How It Compares to the Competition
The SSL 2+ is the most direct competitor — two inputs, similar preamp quality, a similar price, and the addition of MIDI I/O that the 2i2 lacks. The SSL’s preamps have a slightly different character (some engineers describe them as slightly warmer) and the SSL Legacy Mode adds a subtle analogue-style harmonic saturation. For producers who want MIDI connectivity in their interface, the SSL 2+ is the better choice at this price tier.
The Audient EVO 4 is a strong value alternative with Audient’s well-regarded console preamp heritage in a compact two-input format. Its preamps are generally considered slightly warmer and more characterful than the Scarlett’s. For vocals and acoustic instruments, the EVO 4 is a genuine alternative worth auditioning.

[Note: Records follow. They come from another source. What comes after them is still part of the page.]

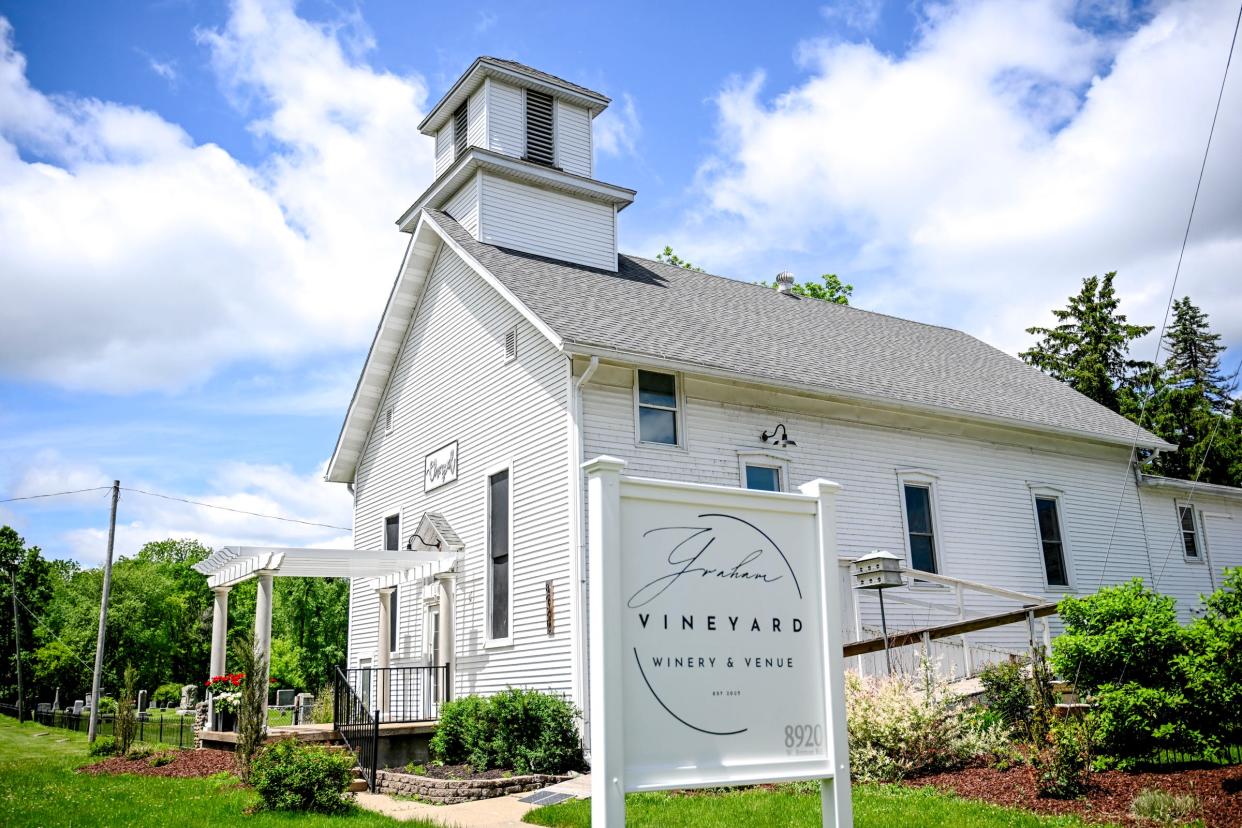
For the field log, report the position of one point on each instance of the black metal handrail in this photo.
(358, 726)
(401, 694)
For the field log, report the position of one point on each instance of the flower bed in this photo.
(453, 791)
(1109, 795)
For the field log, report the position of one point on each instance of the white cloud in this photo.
(140, 518)
(138, 258)
(978, 179)
(617, 128)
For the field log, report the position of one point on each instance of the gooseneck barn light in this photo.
(771, 437)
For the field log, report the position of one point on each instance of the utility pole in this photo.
(103, 615)
(16, 643)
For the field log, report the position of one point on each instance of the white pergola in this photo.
(432, 550)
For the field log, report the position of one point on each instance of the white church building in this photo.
(518, 343)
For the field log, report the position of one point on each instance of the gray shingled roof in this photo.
(513, 66)
(666, 312)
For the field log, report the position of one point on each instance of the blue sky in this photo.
(196, 200)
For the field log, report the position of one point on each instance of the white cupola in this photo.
(514, 165)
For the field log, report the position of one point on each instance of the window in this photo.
(460, 132)
(394, 613)
(498, 554)
(1189, 534)
(539, 128)
(919, 526)
(1046, 514)
(393, 531)
(765, 478)
(657, 407)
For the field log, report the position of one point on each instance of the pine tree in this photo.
(1195, 354)
(1089, 348)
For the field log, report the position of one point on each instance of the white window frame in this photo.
(678, 414)
(1052, 493)
(765, 459)
(488, 642)
(1200, 535)
(929, 481)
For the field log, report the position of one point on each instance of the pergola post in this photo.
(263, 630)
(220, 630)
(384, 647)
(445, 644)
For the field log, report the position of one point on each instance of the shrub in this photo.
(1163, 807)
(1122, 631)
(1061, 765)
(524, 730)
(899, 728)
(102, 746)
(167, 694)
(124, 726)
(1212, 667)
(1006, 690)
(1133, 721)
(297, 776)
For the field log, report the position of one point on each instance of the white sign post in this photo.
(716, 642)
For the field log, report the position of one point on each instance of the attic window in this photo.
(511, 345)
(539, 132)
(460, 126)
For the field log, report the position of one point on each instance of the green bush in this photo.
(1007, 693)
(1062, 765)
(522, 730)
(1120, 632)
(167, 694)
(297, 776)
(102, 746)
(1212, 667)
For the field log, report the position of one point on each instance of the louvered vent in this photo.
(460, 127)
(539, 142)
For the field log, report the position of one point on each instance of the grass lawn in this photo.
(39, 787)
(876, 806)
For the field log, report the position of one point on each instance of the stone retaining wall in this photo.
(453, 791)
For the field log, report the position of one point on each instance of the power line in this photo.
(56, 494)
(241, 512)
(1173, 291)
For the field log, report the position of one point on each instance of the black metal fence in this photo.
(155, 728)
(357, 726)
(400, 694)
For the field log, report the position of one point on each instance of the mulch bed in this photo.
(455, 772)
(186, 762)
(1219, 791)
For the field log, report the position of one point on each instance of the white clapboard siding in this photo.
(573, 139)
(506, 119)
(445, 147)
(548, 224)
(984, 513)
(451, 382)
(476, 118)
(463, 206)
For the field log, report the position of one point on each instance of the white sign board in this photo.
(440, 467)
(716, 651)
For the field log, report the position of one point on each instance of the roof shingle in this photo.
(667, 312)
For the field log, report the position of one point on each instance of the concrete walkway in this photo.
(501, 811)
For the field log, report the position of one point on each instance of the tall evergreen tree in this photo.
(1195, 354)
(1089, 348)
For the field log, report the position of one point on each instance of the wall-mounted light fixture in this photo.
(783, 441)
(409, 544)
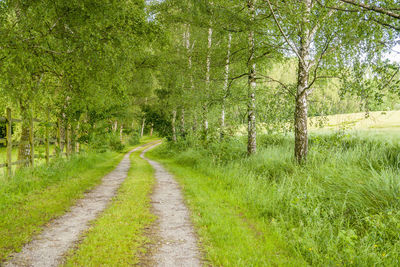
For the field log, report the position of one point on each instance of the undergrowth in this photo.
(32, 197)
(341, 208)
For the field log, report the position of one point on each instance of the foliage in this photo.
(339, 208)
(35, 196)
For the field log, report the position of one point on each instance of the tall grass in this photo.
(34, 196)
(342, 207)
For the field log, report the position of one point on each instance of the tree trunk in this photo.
(183, 130)
(226, 84)
(301, 110)
(208, 70)
(173, 126)
(24, 148)
(251, 104)
(142, 129)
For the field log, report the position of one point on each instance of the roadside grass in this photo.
(341, 208)
(118, 238)
(228, 235)
(34, 196)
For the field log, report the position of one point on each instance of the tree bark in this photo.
(24, 148)
(226, 83)
(301, 110)
(251, 104)
(183, 129)
(173, 126)
(208, 70)
(142, 129)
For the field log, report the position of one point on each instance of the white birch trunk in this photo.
(142, 129)
(301, 109)
(208, 74)
(251, 104)
(173, 125)
(226, 83)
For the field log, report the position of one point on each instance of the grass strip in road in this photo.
(227, 236)
(33, 197)
(118, 238)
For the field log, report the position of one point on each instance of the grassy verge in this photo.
(117, 238)
(341, 208)
(33, 197)
(229, 236)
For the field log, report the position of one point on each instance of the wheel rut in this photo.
(177, 244)
(51, 245)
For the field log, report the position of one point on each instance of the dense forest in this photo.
(240, 92)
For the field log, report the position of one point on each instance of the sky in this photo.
(395, 54)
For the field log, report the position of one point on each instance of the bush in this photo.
(134, 139)
(340, 208)
(103, 142)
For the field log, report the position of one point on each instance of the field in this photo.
(375, 122)
(341, 208)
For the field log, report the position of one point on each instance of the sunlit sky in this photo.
(395, 55)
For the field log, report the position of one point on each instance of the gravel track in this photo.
(49, 247)
(177, 241)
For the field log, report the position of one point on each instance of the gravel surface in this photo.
(49, 247)
(177, 244)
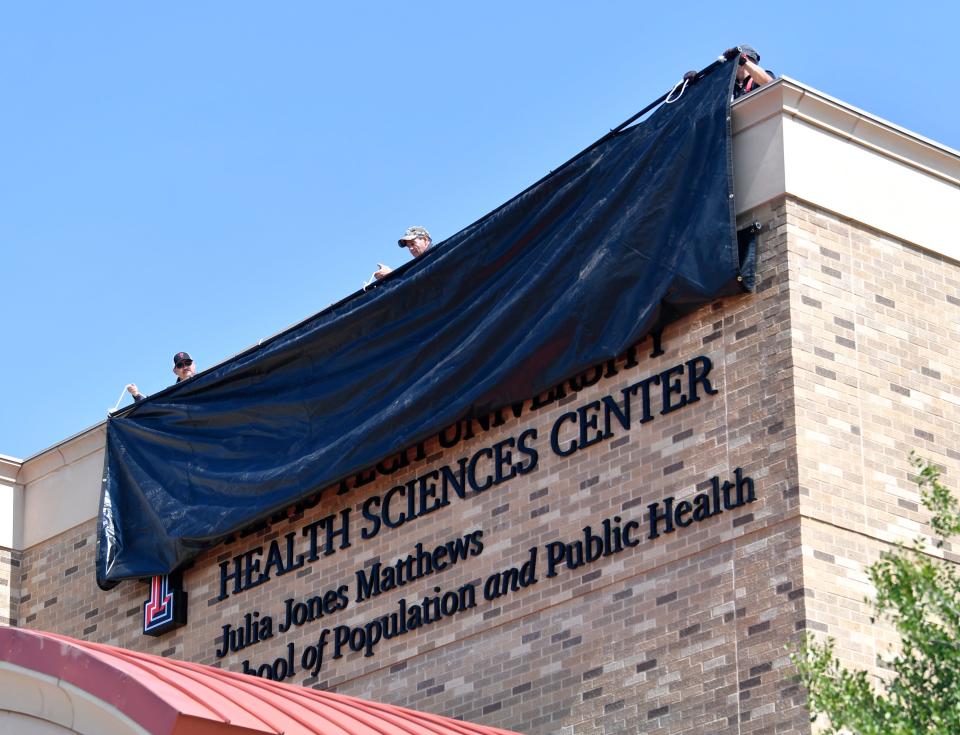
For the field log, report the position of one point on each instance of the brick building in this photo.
(606, 572)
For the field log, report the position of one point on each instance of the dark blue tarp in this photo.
(568, 274)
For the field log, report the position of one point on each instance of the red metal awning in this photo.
(162, 695)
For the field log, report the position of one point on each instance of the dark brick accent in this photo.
(669, 597)
(670, 469)
(658, 712)
(759, 628)
(761, 669)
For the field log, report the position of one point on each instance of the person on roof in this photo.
(750, 74)
(183, 368)
(416, 239)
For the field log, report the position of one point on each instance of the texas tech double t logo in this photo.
(166, 608)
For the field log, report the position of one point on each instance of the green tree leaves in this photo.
(919, 594)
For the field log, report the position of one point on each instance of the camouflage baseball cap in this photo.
(413, 233)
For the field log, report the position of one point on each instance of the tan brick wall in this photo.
(876, 326)
(684, 633)
(9, 585)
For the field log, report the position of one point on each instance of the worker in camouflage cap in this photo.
(416, 239)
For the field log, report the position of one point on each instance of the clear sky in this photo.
(198, 176)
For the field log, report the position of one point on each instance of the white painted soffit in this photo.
(793, 139)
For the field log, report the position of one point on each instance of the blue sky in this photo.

The advantage the Scarlett 2i2 holds over both is ecosystem maturity: an enormous library of tutorials, troubleshooting resources, and DAW integration guides specifically for the Scarlett range. For first-time interface buyers, this support infrastructure has practical value that’s difficult to quantify but easy to appreciate when you’re setting up your first studio.
Verdict
The Focusrite Scarlett 2i2 (4th Gen) deserves its position as the most recommended home studio audio interface. The preamps are excellent at this price, the converters are clean, Air mode is a useful addition, the driver is stable, and the software bundle provides a genuine starting point for new producers. Its limitations — two inputs, no MIDI I/O, no DSP effects — are real but appropriate for its price point and target user.
If you’re starting a home studio and budget is a consideration, or if you’re buying an interface as part of a gift or recommendation for a new producer, the 2i2 remains the default right answer. If your needs are more specific — you need MIDI I/O, you want a different preamp character, or you already know you’ll need more than two inputs — the competition is worth examining. But for the majority of home studio producers at the beginning of their recording journey, the 2i2 is still the benchmark.